Ia juga sempat menceritakan pengalamanya yang pernah hampir tiga kali terjerat UU ITE dalam kesempatan itu.
“UU ITE memiliki tujuan yang baik. Tapi dalam pelaksanaannya sedikit lucu. Pasalnya agak absurd. Saya tiga kali kena pemeriksaan UU ITE. Namun untungnya masih lolos,” kata Deddy.
Hal senada juga diungkapkan Ferdinand Hutahean yang juga menjadi narasumber dalam kesempatan tersebut.
Menurutnya, lahirnya UU ITE memiliki tujuan yang baik, namun dalam perjalananya UU ini menjadi polemik di tengah masyarakat.
“Di dalam perjalanannya pasal 27 selalu menjadi perdebatan besar di tengah publik. Ini yang paling sering dipergunakan oleh masyarakat kita sebagai alat. Kalau selama ini dibilang karet boleh kita terima pendapat itu,” kata Ferdinand.
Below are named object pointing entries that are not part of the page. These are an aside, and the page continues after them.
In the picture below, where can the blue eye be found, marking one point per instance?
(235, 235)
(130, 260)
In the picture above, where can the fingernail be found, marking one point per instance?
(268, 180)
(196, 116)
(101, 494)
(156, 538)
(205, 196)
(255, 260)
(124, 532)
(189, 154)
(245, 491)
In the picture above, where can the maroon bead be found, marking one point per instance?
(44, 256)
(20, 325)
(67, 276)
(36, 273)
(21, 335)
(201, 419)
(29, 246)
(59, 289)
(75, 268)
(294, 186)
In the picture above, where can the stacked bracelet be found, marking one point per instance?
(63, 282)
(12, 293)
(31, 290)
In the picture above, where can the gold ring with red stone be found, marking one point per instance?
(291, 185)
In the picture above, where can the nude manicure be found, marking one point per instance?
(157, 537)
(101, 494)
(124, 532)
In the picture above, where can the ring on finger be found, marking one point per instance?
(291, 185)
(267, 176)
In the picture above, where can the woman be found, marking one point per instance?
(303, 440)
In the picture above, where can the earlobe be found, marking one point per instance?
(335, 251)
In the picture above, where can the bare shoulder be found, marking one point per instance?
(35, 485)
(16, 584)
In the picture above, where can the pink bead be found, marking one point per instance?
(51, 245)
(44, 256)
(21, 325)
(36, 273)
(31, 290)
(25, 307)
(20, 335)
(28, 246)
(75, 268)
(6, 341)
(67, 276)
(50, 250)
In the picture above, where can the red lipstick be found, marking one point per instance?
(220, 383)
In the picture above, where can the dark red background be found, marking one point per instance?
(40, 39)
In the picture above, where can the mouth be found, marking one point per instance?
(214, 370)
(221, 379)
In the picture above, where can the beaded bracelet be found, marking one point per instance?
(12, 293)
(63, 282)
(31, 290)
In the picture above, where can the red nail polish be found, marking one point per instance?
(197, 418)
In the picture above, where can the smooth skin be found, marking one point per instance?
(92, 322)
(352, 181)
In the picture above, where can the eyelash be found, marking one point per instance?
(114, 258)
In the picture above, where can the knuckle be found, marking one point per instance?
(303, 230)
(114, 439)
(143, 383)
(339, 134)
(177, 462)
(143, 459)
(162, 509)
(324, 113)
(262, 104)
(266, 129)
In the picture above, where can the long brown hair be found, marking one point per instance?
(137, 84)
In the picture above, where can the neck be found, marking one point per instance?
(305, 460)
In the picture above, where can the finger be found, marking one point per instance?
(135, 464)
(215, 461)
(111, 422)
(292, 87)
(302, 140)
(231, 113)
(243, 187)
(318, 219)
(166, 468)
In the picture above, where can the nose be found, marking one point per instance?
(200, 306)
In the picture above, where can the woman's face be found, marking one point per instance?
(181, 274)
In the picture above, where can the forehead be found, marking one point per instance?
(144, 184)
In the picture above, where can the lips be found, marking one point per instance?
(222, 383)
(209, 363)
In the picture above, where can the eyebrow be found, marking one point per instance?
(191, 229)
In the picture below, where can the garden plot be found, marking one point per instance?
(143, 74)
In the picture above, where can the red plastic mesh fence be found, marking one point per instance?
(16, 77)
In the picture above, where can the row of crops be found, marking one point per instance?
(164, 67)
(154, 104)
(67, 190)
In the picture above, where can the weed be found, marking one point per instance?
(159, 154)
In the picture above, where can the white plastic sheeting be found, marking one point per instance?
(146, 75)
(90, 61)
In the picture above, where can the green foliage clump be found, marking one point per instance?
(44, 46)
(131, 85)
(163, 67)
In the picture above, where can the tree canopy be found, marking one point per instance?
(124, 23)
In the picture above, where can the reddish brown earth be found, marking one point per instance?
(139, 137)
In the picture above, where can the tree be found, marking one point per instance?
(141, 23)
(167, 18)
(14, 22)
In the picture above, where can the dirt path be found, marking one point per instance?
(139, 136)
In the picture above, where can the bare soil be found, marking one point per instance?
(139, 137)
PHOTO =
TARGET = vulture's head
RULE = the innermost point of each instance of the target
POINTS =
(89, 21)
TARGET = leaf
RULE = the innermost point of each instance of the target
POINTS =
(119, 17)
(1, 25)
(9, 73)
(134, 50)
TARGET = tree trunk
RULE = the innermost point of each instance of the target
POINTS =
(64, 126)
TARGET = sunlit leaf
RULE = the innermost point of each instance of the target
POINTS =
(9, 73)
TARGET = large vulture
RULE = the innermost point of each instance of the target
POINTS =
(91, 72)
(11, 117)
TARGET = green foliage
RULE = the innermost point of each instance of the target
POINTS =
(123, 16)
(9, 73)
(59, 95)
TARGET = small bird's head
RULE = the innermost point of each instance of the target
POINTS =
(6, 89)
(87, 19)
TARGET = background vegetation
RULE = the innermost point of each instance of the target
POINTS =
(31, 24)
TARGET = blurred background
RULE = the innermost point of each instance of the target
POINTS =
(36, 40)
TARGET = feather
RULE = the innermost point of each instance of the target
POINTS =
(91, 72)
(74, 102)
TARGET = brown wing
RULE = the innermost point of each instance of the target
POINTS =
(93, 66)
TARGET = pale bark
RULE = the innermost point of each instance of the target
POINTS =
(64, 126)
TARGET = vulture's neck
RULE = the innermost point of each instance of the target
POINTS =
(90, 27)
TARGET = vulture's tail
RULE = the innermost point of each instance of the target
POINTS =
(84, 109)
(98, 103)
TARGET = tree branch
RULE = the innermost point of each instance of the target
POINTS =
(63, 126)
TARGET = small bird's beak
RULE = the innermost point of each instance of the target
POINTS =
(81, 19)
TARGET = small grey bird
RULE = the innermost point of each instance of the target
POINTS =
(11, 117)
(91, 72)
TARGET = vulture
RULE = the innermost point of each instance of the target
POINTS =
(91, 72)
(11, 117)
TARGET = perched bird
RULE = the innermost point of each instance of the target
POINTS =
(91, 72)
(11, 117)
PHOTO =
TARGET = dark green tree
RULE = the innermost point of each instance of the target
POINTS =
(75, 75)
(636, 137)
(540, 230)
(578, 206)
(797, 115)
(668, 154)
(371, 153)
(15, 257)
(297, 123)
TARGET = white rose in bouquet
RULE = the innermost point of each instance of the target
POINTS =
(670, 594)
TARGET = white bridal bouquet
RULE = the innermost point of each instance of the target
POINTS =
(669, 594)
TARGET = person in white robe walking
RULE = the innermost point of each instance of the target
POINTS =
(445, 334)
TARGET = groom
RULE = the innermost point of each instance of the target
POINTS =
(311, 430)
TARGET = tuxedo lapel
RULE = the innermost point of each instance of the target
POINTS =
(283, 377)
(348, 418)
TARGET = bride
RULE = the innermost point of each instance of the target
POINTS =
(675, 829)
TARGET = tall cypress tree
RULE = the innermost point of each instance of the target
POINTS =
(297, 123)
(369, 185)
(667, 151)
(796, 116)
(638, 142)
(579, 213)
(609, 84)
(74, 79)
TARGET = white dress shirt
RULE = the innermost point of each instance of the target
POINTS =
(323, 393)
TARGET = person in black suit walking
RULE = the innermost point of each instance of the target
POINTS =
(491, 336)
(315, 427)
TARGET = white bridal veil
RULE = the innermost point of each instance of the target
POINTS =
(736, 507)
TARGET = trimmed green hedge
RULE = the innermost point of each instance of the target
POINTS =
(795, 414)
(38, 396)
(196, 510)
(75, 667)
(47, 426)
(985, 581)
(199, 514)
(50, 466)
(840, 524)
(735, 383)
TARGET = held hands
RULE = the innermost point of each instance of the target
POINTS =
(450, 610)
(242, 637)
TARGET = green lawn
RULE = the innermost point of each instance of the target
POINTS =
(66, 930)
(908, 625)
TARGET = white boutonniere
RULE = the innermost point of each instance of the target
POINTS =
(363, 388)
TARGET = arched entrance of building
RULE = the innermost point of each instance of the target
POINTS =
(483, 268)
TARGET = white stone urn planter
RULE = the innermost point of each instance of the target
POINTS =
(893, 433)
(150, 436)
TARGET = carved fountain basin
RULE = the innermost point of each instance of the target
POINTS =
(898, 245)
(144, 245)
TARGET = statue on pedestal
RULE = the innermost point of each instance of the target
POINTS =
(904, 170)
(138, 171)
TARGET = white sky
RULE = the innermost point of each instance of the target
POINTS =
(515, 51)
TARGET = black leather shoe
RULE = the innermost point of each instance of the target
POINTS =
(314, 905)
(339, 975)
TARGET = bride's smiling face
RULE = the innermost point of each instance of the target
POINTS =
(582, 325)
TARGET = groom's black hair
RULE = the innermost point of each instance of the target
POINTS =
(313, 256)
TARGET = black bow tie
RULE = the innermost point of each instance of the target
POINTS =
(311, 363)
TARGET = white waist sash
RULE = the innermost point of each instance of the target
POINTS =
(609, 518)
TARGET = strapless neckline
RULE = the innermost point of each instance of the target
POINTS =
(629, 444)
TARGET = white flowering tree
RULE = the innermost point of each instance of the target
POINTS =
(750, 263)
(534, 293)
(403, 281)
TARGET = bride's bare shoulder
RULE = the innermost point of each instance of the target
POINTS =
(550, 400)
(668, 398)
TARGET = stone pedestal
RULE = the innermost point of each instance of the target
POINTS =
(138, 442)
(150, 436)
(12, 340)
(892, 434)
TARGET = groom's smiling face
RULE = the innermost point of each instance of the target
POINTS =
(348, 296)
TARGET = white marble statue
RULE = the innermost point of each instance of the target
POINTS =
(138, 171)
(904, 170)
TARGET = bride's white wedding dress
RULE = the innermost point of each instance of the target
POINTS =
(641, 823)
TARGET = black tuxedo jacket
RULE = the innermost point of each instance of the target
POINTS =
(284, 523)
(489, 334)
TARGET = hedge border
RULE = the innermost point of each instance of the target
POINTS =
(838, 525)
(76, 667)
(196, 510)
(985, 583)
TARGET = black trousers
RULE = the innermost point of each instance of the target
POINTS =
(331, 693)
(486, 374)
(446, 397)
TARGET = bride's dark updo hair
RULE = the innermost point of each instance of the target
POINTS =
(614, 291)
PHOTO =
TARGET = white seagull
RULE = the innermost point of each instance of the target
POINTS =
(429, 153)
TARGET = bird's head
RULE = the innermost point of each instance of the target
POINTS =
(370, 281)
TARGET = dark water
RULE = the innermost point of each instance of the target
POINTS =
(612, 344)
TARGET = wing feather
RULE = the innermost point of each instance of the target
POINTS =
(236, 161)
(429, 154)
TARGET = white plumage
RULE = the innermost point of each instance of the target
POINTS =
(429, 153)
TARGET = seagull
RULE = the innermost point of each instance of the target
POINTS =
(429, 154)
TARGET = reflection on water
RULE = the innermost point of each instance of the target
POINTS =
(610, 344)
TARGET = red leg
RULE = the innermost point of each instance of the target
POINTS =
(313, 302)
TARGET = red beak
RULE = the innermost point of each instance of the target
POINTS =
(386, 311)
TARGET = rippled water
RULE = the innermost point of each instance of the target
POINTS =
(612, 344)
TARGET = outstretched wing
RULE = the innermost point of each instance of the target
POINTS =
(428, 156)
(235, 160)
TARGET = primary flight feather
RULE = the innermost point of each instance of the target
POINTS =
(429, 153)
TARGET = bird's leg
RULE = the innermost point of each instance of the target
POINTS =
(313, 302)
Setelah menampung masukan dari kalangan aktifis dan paraktisi media sosial, Ketua Tim Kajian UU ITE Sugeng Purnomo menjelaskan, semua saran dan masukan narasumber akan dikumpulan.
Saran dan masukan tersebut akan menjadi bagian laporan dari Tim untuk selanjutnya diserahkan kepada Mahfud.
“Masukan dalam diskusi pada siang dan sore hari ini sangat bermanfaat bagi sub tim satu maupun sub tim dua di dalam menyusun kajian yang menjadi bagian laporan paripuna dari tim,” kata Sugeng.
FGD tersebut terbagi menjadi dua sesi. Di sesi pertama hadir sebagai narasumber Direktur Eksekutif Southeast Asia Freedom of Expression Network (SAFEnet) Damar Juniarto, Koordinator Pusat BEM SI Remy Hastian, Pegiat sosial media Deddy Corbuzier, Tokoh Muda NU Savic Ali, Presidium Masyarakat Anti Fitnah Inodnesia (Mafindo) Anita Wahid, Direktur Eksekutif Setara Institute Ismail Hasani, dan Peneliti Indonesia Judicial Research Society (IJRS) Andreas N Marbun.
Sesi kedua FGD dihadiri Founder Drone Emprit Ismail Fahmi, Direktur Eksekutif Institute for Criminal Justice Reform (ICJR) Erasmus Napitupulu, Direktur Eksekutif Amnesty International Indonesia Usman Hamid, Peneliti Lembaga Studi dan Advokasi Masyarakat (ELSAM) Wahyudi Djafar, pegiat sosial media Ferdinand Hutahean dan peneliti Lembaga Kajian dan Advokasi Independensi Peradilan (LeIP) Jane Aileen, serta Teddy Sukardi.
Sesuai dengan jadwal yang telah disepakati bersama, berikutnya Tim Kajian Undang-undang ITE akan kembali menggelar diskusi pada hari ini Rabu (10/3/2021).
Dalam kesempatan ini, tim akan menghadirkan narsumber dari unsur media.
Sejumlah asosiasi media yang terkonfirmasi hadir antara lain Asosiasi Media Siber Indonesia (AMSI), Persatuan Wartawan Indonesia (PWI), Aliansi Jurnalis Independen (AJI), Ikatan Jurnalis Televisi Indonesia (IJTI) dan LBH Pers.